Harry Potter and the Goblet of Fire Project

Methodology

Our team tagged the characters, chapters, scenes, creatures, and spells of both the "Harry Potter and the Goblet of Fire" book and movie script. We then put it into xslts to filter the html pages. We sought to compare the amount of characters, creatures, and spells in each chapter in the book and each scene in the movie.

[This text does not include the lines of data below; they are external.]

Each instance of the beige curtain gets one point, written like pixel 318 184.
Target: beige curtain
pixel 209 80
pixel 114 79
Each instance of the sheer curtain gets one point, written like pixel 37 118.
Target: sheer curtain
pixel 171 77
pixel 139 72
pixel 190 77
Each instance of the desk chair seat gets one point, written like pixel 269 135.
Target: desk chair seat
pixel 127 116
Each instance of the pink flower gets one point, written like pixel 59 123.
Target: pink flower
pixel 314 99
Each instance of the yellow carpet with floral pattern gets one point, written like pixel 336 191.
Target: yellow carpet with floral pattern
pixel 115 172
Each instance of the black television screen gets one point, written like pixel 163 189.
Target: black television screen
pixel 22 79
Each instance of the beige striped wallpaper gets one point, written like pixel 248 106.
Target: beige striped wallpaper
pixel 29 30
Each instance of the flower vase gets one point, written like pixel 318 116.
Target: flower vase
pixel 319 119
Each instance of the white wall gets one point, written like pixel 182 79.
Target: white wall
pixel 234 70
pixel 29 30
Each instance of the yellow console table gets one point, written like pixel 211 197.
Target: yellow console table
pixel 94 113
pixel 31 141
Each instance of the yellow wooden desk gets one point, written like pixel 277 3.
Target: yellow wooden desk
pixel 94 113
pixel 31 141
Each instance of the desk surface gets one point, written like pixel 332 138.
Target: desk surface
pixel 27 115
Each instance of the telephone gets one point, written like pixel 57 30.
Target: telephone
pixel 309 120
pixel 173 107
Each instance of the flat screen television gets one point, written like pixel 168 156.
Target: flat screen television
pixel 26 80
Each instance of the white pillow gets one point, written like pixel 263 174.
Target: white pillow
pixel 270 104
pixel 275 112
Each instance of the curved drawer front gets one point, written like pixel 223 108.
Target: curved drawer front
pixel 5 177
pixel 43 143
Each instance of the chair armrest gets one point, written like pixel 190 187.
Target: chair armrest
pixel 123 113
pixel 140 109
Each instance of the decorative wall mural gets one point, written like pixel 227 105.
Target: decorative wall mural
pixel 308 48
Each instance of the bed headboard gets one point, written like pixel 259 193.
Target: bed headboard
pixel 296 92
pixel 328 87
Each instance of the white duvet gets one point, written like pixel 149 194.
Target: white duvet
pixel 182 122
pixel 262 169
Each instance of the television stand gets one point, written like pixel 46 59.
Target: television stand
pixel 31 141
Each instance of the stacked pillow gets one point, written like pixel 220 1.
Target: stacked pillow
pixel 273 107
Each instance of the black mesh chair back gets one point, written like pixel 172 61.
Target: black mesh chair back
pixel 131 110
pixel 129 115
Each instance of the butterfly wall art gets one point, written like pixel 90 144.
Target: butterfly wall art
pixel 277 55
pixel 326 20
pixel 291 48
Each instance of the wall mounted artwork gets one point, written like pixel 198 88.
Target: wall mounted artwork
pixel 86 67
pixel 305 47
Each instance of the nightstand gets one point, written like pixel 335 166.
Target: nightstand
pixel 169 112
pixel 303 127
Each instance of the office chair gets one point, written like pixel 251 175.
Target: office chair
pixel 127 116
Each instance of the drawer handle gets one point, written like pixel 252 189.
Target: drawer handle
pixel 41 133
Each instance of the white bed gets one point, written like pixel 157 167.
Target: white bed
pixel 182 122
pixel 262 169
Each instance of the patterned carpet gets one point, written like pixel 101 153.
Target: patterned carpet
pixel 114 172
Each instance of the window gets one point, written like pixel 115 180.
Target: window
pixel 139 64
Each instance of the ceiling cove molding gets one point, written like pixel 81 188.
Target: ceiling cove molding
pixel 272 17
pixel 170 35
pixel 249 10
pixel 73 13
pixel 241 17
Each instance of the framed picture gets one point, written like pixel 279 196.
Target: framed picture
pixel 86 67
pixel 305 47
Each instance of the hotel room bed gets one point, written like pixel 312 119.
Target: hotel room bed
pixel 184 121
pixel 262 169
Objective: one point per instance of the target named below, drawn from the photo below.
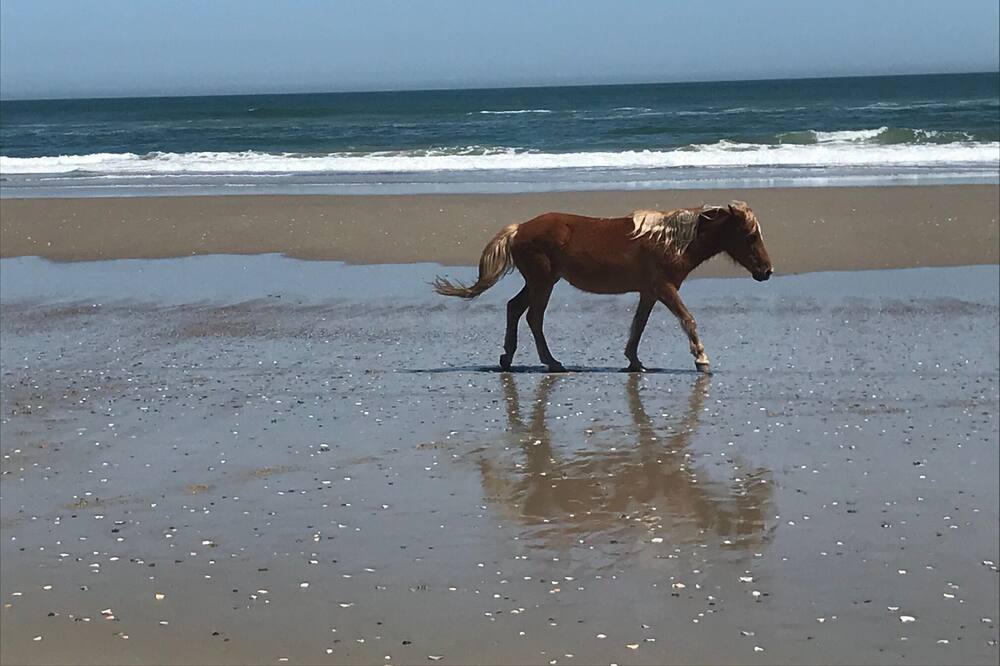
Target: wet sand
(807, 229)
(317, 462)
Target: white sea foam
(832, 149)
(515, 112)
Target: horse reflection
(622, 491)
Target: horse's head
(743, 242)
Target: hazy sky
(71, 48)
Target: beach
(244, 430)
(808, 229)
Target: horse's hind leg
(538, 300)
(515, 308)
(646, 303)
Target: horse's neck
(699, 251)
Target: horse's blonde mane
(673, 229)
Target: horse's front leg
(672, 299)
(646, 303)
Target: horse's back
(596, 254)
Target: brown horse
(649, 252)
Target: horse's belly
(603, 280)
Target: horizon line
(500, 87)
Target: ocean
(815, 132)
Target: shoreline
(806, 229)
(244, 460)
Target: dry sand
(807, 229)
(244, 459)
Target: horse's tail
(493, 265)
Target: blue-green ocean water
(934, 128)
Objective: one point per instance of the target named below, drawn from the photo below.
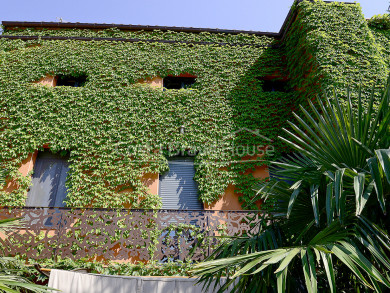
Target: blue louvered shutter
(48, 181)
(177, 188)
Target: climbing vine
(118, 130)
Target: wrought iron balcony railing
(125, 235)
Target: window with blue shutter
(177, 188)
(48, 181)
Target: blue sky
(260, 15)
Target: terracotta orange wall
(156, 82)
(229, 201)
(26, 167)
(49, 80)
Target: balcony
(121, 235)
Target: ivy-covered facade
(121, 126)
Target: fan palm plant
(10, 281)
(325, 226)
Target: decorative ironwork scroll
(127, 235)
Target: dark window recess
(175, 82)
(177, 188)
(270, 85)
(69, 80)
(48, 181)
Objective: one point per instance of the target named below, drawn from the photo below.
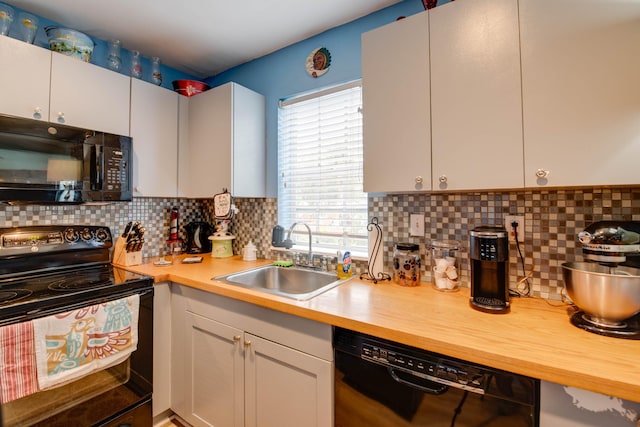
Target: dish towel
(17, 362)
(77, 343)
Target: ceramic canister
(221, 246)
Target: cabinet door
(209, 146)
(396, 106)
(161, 348)
(24, 79)
(154, 129)
(249, 143)
(88, 96)
(285, 387)
(581, 91)
(476, 102)
(215, 373)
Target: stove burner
(629, 329)
(80, 283)
(13, 294)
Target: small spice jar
(406, 264)
(445, 264)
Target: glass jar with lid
(445, 264)
(406, 264)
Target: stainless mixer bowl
(608, 294)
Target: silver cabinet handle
(541, 173)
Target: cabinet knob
(541, 173)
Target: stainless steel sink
(291, 282)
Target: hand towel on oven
(74, 344)
(17, 362)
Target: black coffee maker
(489, 257)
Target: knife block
(123, 258)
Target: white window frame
(341, 216)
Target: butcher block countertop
(535, 338)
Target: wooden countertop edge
(581, 375)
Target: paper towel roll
(376, 264)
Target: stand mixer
(612, 243)
(606, 288)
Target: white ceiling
(202, 37)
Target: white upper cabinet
(225, 146)
(24, 79)
(396, 106)
(581, 92)
(476, 104)
(87, 96)
(154, 129)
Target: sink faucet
(310, 256)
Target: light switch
(416, 225)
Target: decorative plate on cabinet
(318, 62)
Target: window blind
(320, 169)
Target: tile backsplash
(552, 220)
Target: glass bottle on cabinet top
(156, 75)
(136, 66)
(114, 61)
(6, 19)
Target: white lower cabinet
(236, 364)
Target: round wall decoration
(318, 62)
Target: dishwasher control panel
(435, 369)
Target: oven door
(368, 394)
(118, 395)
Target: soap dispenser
(249, 252)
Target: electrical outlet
(416, 225)
(508, 220)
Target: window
(320, 168)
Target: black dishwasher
(383, 383)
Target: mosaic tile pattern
(552, 221)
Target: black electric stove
(49, 269)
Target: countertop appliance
(489, 257)
(608, 283)
(47, 270)
(384, 383)
(50, 163)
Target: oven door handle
(427, 386)
(87, 303)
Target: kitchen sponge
(283, 263)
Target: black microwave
(47, 163)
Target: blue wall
(99, 56)
(282, 74)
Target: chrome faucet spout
(310, 255)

XSLT FOR NOVEL CHARACTER/CREATURE/SPELL ANALYSIS:

The first template rule matched on the story element, which made it so that any other text outside of that element was not outputted. This was included in order to exclude the table of contents from this rule, as all we needed to match on was the text of the novel.
In order to make a numbered list of the chapters, the the template rule matched on the attribute value included in every chapter element that inlcuded the name of the chapter.
The link included outputs the scene number from the movie script that correlates with the chapter number of the novel. In order for this to work the corresponding scene had to be marked up in the original novel xml document. This also had to be associated in the schema so it would work when some chapter elements had the scene attribute and others did not. It then takes the viewer to that scene in the movie script page.
The XSL:IF TEST rule was used to test that if there was a chapter that didn't have more than zero scenes, creatures, or spells in it, then it would not output the text included in the template rule.
In order to output a semicolon separated list of characters, creatures, and spells, distinct-values was used to make sure that there were no repetitions of character/creature/spell names. String-join was then used to put those together in a list. '; ') was used to make this list separated by semicolons.
For some of the attribute values extracted to make a list, the translate took was used to convert the underscores in the attribute values to spaces to make the list easier to read and more visually appealing.

BOOK SCHEMA

datatypes xsd = "http://www.w3.org/2001/XMLSchema-datatypes"
            
            start = novel
            novel = element novel {bibl, page, contents, story}
            
            bibl = element bibl {text}
            character = element character {charName, text}
            charName = attribute charName {text}
            
            page = element page {n}
            n = attribute n {text}
            
            contents = element contents {(page | text)+}
            
            story = element story {chapter+ | text}
            
            chapter = element chapter {n, chapTitle, scene*, (page | character | creature | spell | text)+}
            chapTitle = attribute chapTitle {text}
            scene = attribute scene {text}
            
            creature = element creature {name, text}
            name = attribute name {"Dragon" | "Nagini" | "Hippogriff" | "Veela" | "Leprechaun" | "Blast-Ended_Skrewts" | "Grindylow" | "Unicorn" | "Phoenix" | "Merperson" | "Niffler" | "Sphinx" }
            
            spell = element spell {type, text}
            type = attribute type {"charm" | "transportation" | "dark_charm" | "curse" | "transfiguration" | "hex" | "conjuration" | "jinx" | "spell" }